Eisenach und Wartburg im Reformationsjahr
(Roßdorf/pm) - Zwei wichtigen Lebensabschnitten des großen Reformators galt der Ausflug der Roßdorfer Evangelischen Kirchengemeinde und ihrer Lutherfreunde nach Thüringen. In Eisenach stand zunächst die Schul- und Jugendzeit Martin Luthers im Mittelpunkt einer facettenreichen Altstadtführung, dabei besonders hervorzuheben der nötige Lebensunterhalt des Knaben als Kurrendesänger und seine wichtige Förderung durch die Cotta-Familie, die schöpferische Begegnung mit Johann Sebastian Bach, die späteren Predigten in der Georgenkirche, genannt nach dem Heiligen Georg, dem Schutzheiligen der Stadt Eisenach.

Den Weg über geschichtsträchtiges Pflaster der gepflegten Stadt mit heute 42000 Einwohnern, zu Luthers Zeiten als Pfaffennest verschrien wegen der vorhandenen sieben Klöster, säumten seine zahlreichen Sprüche, die auch heute noch im Sprachschatz zu finden sind, wie „Es krümmt sich, was ein Haken werden will“, „Doppel betet, wer singet“, „Gut Ding will Weile haben“, „Wer lügt, sollte ein gutes Gedächtnis haben“, „Drei böse Hunde, die übel beißen: Undankbarkeit, Neid, Stolz“.
Eine der herausragendsten Stationen war dann der Aufenthalt Luthers als „Junker Jörg“ auf der Wartburg, der Schutz vor Kirchenbann-Verfolgung bot. Hier übersetzte Martin Luther das Neue Testament, die sprachliche Voraussetzung für die Einheit der Deutschen als Volk (Goethe).

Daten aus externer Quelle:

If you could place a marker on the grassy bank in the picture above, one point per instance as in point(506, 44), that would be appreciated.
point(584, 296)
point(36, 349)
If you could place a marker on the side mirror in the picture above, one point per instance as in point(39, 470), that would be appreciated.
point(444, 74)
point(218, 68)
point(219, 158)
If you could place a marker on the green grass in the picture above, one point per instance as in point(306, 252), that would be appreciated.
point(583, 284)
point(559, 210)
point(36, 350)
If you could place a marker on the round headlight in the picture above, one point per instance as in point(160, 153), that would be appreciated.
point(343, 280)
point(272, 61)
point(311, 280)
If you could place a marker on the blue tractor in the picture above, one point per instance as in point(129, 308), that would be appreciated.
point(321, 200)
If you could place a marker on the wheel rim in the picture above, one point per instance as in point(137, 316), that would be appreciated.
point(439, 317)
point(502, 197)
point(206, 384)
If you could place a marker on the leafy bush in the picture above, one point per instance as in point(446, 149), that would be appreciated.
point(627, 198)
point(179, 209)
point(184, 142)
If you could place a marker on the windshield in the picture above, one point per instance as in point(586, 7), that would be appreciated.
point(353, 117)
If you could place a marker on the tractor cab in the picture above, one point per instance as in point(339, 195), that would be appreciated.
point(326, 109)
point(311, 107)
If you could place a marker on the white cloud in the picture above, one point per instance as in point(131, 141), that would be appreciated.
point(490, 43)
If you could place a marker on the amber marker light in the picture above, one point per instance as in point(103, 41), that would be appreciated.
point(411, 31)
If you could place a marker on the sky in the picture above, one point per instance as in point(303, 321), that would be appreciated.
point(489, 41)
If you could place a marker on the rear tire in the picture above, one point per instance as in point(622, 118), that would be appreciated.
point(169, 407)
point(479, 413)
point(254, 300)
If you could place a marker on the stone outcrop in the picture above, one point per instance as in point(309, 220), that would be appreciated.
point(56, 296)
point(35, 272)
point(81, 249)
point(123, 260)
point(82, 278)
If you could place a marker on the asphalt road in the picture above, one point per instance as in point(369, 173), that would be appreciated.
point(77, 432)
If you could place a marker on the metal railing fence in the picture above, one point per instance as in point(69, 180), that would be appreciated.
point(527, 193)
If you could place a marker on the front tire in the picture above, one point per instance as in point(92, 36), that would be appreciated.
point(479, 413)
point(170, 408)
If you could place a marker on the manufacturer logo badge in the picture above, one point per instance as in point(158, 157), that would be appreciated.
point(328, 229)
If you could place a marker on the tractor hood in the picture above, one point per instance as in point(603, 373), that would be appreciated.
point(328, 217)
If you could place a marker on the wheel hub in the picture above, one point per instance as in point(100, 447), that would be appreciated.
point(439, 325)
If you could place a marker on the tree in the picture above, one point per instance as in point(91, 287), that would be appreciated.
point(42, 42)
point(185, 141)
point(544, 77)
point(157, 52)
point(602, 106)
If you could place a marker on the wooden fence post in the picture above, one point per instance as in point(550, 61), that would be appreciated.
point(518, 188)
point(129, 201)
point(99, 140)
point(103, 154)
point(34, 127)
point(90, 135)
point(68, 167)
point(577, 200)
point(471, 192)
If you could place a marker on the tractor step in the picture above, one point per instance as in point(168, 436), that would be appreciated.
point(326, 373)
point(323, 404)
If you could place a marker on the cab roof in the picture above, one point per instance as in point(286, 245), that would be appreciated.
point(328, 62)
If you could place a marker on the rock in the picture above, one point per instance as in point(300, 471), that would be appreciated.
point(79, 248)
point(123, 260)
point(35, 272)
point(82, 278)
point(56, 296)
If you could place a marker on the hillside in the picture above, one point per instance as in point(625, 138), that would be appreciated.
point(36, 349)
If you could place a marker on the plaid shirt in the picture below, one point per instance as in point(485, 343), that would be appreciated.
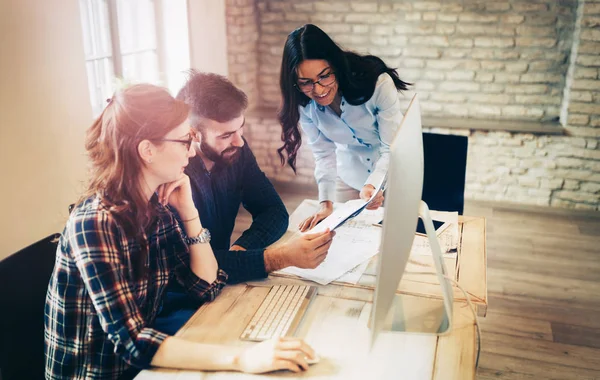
point(97, 318)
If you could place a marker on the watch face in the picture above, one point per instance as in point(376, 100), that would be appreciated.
point(205, 235)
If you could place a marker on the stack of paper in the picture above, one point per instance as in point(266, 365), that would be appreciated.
point(447, 235)
point(356, 241)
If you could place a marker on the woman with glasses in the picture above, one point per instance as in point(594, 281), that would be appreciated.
point(122, 245)
point(347, 105)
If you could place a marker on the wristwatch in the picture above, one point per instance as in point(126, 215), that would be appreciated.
point(203, 237)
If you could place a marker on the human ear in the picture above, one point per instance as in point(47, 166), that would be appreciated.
point(146, 151)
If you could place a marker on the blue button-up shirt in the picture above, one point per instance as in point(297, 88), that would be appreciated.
point(355, 145)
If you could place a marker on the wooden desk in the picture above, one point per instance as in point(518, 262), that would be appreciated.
point(420, 279)
point(336, 325)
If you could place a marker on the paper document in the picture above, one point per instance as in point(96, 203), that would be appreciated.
point(354, 275)
point(356, 241)
point(447, 235)
point(346, 212)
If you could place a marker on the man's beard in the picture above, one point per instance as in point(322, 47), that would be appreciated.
point(225, 158)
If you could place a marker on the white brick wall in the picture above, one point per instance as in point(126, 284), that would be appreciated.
point(504, 60)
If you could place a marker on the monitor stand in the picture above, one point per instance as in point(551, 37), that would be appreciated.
point(410, 313)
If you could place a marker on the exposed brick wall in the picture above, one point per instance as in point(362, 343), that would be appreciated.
point(584, 97)
point(501, 60)
point(480, 59)
point(242, 39)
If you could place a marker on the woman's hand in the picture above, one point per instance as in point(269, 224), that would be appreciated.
point(275, 354)
point(179, 195)
point(325, 210)
point(367, 192)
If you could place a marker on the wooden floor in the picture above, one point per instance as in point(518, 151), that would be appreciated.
point(543, 319)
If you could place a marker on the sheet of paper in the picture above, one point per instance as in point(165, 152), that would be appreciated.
point(447, 236)
point(354, 275)
point(346, 211)
point(356, 241)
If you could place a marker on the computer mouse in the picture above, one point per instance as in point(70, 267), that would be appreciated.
point(316, 359)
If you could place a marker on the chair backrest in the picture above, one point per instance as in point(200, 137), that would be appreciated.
point(445, 159)
point(24, 278)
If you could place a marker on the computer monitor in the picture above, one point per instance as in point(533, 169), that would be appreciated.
point(403, 207)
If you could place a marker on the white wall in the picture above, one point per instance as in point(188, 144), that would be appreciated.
point(208, 37)
point(44, 111)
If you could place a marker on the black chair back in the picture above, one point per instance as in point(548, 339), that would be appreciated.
point(445, 159)
point(24, 278)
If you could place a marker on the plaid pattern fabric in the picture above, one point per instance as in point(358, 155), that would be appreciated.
point(97, 318)
point(218, 195)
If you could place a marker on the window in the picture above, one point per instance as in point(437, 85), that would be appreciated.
point(131, 41)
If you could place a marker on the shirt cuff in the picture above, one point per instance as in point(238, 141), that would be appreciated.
point(326, 191)
point(375, 179)
point(204, 291)
point(147, 342)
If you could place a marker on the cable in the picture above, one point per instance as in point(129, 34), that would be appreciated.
point(468, 298)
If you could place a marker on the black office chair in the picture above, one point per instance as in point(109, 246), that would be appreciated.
point(24, 280)
point(445, 159)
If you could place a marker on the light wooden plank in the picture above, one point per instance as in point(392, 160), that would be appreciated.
point(495, 366)
point(527, 284)
point(473, 260)
point(516, 326)
point(547, 310)
point(541, 350)
point(576, 335)
point(455, 358)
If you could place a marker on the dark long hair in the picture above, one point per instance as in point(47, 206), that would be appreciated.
point(140, 112)
point(356, 76)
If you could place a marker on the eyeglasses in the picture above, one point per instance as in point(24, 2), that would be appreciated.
point(187, 142)
point(308, 86)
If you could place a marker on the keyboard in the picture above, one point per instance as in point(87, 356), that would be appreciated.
point(280, 313)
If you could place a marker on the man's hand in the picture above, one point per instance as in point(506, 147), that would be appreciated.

Mittags stärkte man sich in den Lutherstuben, einer „Schenke“, die mit ihrem mittelalterlichen Ambiente stilvoll zum historischen Thema passte.
Vor dem Betreten der Nationalen Sonderausstellung „Luther und die Deutschen“ auf der Wartburg wurden die Besucher durch typische Gebrauchsgegenstände in die Zeit der Reformation versetzt. In den Museumsräumen wurde Luthers Einfluss auf die deutsche Kultur- und Geistesgeschichte anschaulich dargestellt und breit gefächert geschildert. – Der Kreis schließt sich, die Roßdorfer Besucher drücken große Anerkennung aus. Und danken auch der Gemeinde und den Organisatorinnen für die Vorbereitung des wundervolle Erlebnisses von 500 Jahren lebendiger Reformation.